By culture, we understand the ability of members of a speech community to orientate themselves with respect to social,
moral, political, and so on values in their empirical and mental experience. Cultural categories (such as Time and Space,
Good and Evil, etc.) are conceptualized in the subconscious knowledge of standards, stereotypes, mythologies, rituals,
general habits, and other cultural patterns. (For further details, see Bartminski 1993 and Teliya 1993.) A set of patterns
can be looked upon as an alphabet of culture. When these patterns enter the lexicon, they may act as 'direct' cultural signs
(e.g. as proverbs and sayings, with their immediate descriptive and prescriptive functions, and invariable epithets and
comparisons, such as Eng. as happy as a lark, as cunning as a fox, etc.). On the other hand, when linguistic symbols
interpret cultural patterns and categories, then these symbols serve as bodies for those cultural patterns. In that case,
language units acquire the status of quasi-standards, quasi-stereotypes, and so on. For example, the idiom nesti krest, lit.

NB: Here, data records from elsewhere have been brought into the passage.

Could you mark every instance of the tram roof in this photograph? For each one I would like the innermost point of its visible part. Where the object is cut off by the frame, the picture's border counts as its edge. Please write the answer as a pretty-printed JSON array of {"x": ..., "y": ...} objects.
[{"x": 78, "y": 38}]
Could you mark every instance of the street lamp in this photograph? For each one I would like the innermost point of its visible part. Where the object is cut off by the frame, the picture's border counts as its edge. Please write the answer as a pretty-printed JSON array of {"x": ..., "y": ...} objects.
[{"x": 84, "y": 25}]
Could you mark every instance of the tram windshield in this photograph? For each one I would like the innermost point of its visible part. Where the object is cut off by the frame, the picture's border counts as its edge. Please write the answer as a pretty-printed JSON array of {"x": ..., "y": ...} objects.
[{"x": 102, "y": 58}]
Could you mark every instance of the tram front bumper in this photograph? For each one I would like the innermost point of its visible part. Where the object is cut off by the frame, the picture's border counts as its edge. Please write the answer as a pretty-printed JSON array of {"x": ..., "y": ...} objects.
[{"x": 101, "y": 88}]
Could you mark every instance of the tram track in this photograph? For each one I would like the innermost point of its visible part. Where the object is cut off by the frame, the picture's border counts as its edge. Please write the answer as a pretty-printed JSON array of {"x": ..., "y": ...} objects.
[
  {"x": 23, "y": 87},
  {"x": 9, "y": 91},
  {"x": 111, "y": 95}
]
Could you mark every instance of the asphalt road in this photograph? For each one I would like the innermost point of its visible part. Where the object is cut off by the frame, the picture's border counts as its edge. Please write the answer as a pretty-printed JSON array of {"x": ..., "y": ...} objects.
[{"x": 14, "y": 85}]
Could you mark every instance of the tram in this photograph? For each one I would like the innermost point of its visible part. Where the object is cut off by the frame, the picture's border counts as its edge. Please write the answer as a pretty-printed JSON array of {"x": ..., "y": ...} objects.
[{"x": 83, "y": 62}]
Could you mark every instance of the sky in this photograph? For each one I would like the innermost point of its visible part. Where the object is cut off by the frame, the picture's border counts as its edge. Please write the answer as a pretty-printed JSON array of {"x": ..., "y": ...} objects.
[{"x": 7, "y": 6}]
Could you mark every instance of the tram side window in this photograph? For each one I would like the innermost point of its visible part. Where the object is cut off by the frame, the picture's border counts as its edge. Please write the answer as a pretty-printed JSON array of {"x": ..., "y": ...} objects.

'to carry one's cross', interprets the biblical story of the Crucifixion and in its everyday, non-biblical, usage becomes the
quasi-stereotype of torment and self-sacrifice. In a similar fashion, Russ. u cherta na kulichkakh, lit. 'in the devil's mires',
or 'very far away', acts as a quasi-standard of remoteness through its allusion to the Other Space, a dwelling-place of evil
spirits. Similarly, in chernaya zavis″, lit. 'black envy', the collocator bears an allusion to the idea of evil (in general,
symbolically represented by the colour black) and through this becomes a quasisymbol of this evil feeling.
Such instances seem to confirm our suggestion that native speakers' capacity for linguistic introspection and cultural
reflection derives from their knowledge of cultural-linguistic codes -- that is, from their linguo-cultural competence. Linguocultural
competence is assumed to be acquired (together with, and in close connection with, knowledge of one's mother
tongue) in the process of internalizing collective cultural experience.